Training builds the brain. Inference is the brain at work. And the brain at work needs to be close to the people it serves.

This Is a Network Problem

Training can happen in a warehouse in the middle of nowhere. Inference can’t.

Real-time AI applications need the network to minimize round-trip delays. Voice recognition, video processing, and autonomous systems: they all fall apart when latency creeps up. That’s why inference is gravitating toward metro locations where infrastructure sits close to end users, typically delivering responses in under 10 milliseconds.

There’s a subtlety that gets lost in the “edge AI” conversation, though. Behind every fast response on your phone, there’s a whole stack of invisible infrastructure: metro servers, private data centers, multicloud environments, and the networks tying them together. The device gets the credit. The network does the work.

We’ve been hearing this firsthand. At the Global Peering Forum earlier this month, several peers noted that the connectivity profile for inference looks a lot more like traditional peering and content delivery than like the massive pipes training clusters demand. For anyone in the interconnection world, the infrastructure needs of inference are actually familiar territory.

Old Training Sites, New Challenges

One idea gaining traction is repurposing older training facilities for inference. As newer, more powerful clusters come online, previous-generation buildings could theoretically find a second life serving inference workloads.

The catch is location. Those training sites were built for cheap, abundant power, often far from any internet exchange point or established network ecosystem. That was fine for training, where data moves in large batches and a few extra milliseconds don’t matter. For inference, where proximity to networks and users is the whole point, it’s a real limitation.

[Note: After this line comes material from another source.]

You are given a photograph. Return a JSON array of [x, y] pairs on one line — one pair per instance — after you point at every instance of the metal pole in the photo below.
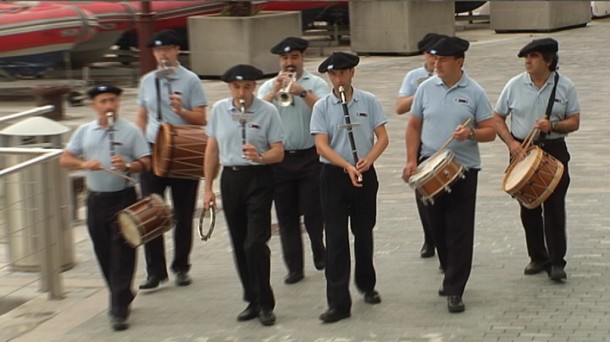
[[146, 30]]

The market seems to agree. Grand View Research projects the global edge AI market will reach $66.47 billion by 2030, growing at over 21% annually. And an IDC study from last year found that 80% of CIOs expect to rely on edge services for AI inference by 2027. The pull toward places where networks already converge isn’t a theory. It’s already showing up in how people spend.

Inference Needs Neighbors

An insight that came up at NANOG 96 earlier this year stuck with us: the industry has gone from “Data Center as a Chip” to “City as a Chip.” Power constraints are pushing GPU clusters across multiple facilities. The connections between those buildings are becoming just as important as what’s inside them.

At the same time, conversations at GPF 2026 explored whether AI models might eventually run on caches inside ISP networks, pushing inference even closer to the last mile. Internet exchange points, which evolved once when cloud reshaped the industry, may need to evolve again.

The pattern is hard to ignore. The next wave of AI infrastructure won’t be defined only by who has the most power or the biggest GPU cluster. It will be shaped by who already has the network density, the ecosystem, and the neighbors that inference depends on.

The carriers, ISPs, content networks, and cloud providers that already interconnect in established hubs are the foundation of the inference era.